Se supone que la épica consiste en un héroe, o un grupo de héroes, luchando contra lo imposible bajo las más adversas condiciones, ¿no? Así nace esta legión de Aqueronte, tan llena de ventajas y de desventajas para lo que sea que enfrenten, una clase de enemigo un poco diferente a los guerreros sagrados, para poder narrar un tipo de batalla diferente a la usual.

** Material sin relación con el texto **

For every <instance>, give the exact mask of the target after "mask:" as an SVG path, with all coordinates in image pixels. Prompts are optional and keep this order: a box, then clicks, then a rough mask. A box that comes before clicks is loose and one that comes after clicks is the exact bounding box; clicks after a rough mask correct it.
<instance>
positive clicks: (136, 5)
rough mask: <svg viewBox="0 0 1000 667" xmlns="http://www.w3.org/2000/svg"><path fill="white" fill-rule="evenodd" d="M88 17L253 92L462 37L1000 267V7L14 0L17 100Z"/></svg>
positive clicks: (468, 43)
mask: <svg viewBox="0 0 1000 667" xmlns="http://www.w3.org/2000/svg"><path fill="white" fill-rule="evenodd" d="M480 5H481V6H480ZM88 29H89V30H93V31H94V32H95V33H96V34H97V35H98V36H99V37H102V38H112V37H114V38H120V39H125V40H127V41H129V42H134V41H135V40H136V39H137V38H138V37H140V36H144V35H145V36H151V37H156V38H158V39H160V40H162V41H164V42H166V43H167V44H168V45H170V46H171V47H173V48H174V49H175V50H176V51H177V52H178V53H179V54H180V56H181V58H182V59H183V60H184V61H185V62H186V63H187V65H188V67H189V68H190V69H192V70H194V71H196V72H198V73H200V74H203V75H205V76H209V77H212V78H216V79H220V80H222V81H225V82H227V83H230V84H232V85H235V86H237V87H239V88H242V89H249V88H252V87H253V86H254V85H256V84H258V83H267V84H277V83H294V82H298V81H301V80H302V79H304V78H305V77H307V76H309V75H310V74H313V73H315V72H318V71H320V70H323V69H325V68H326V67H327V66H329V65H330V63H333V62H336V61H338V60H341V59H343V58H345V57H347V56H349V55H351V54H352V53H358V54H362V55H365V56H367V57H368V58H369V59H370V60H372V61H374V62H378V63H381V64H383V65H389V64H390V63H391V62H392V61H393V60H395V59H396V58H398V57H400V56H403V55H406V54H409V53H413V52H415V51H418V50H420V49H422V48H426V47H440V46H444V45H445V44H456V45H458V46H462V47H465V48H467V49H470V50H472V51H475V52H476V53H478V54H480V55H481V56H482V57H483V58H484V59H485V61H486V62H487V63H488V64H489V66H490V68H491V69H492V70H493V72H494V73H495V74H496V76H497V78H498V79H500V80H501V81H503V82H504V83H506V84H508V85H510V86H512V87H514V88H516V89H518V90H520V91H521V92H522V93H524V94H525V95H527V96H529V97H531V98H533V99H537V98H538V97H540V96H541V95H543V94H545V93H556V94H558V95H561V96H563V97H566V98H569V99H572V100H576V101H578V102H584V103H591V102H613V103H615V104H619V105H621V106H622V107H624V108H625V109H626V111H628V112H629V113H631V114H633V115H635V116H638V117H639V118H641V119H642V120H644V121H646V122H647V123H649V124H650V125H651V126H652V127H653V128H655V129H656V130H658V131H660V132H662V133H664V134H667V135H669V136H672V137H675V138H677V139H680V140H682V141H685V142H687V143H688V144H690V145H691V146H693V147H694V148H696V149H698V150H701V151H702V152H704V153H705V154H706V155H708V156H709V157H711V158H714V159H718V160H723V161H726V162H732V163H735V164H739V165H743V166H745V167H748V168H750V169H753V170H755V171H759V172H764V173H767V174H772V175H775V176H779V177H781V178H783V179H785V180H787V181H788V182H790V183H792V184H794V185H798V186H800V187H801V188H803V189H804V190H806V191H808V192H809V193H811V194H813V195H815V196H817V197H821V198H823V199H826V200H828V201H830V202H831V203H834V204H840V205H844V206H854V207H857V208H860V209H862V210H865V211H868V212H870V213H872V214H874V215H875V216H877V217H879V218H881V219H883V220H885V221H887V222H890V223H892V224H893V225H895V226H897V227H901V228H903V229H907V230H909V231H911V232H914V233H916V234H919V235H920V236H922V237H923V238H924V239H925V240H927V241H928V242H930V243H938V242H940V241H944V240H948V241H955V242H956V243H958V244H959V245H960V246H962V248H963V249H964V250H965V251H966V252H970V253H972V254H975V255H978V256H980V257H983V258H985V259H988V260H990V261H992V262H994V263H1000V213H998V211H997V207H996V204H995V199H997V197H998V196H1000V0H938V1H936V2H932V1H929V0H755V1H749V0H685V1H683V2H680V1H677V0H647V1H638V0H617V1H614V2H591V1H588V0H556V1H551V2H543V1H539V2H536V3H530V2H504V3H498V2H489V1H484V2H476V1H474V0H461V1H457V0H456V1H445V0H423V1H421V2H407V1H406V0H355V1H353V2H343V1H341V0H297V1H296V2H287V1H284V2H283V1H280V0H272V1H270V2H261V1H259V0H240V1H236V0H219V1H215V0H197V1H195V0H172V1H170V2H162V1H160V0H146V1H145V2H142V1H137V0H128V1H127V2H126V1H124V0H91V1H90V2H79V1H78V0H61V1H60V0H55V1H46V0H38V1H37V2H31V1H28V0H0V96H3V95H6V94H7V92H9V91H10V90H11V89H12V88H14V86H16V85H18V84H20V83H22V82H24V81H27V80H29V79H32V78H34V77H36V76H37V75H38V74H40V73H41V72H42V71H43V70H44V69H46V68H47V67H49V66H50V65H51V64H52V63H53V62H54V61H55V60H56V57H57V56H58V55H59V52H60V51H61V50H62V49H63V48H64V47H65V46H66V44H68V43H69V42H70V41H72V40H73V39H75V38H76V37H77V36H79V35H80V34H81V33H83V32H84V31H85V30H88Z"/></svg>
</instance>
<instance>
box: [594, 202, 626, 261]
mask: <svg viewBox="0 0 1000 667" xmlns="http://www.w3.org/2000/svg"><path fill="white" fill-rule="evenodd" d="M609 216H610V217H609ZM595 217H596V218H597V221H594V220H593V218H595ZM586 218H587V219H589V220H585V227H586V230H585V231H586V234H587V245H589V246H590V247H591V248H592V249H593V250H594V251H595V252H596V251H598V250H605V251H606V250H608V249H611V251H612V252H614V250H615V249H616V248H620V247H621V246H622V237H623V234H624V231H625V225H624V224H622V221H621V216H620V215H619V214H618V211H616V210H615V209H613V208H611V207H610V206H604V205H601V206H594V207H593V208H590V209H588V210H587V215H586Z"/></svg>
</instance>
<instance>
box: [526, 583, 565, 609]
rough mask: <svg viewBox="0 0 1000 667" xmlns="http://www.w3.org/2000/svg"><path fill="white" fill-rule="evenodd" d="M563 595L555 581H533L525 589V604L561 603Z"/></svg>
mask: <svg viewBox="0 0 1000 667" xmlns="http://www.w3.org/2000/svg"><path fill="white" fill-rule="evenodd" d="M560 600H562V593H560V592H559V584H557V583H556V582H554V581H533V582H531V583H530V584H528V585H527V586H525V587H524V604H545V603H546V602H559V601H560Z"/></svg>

Para los santos de Atenea, es una amenaza que deben detener, pero he ahí un planteamiento interesante, ¿valoramos que ganen o que luchen a pesar de todo? Tú ya tienes tu respuesta y es una con la que coincido.

No me he centrado mucho en lo que hace June porque en su frente están muchos personajes. Sí que señalo que ella transmite a Docrates lo que los otros santos de Atenea van descubriendo, gracias a la red psíquica de Kiki.

Caronte debe ser uno de mis personajes más antiguos, incluso si la primera versión no era ni la sombra de lo que se convirtió. ¡Me encante que guste! Pero no te culparé por querer verlo derrotado, educado y todo, es un… ¿Cuál era la palabra que se repetía mucho en una tanda de Next Dimension? ¿Miserable?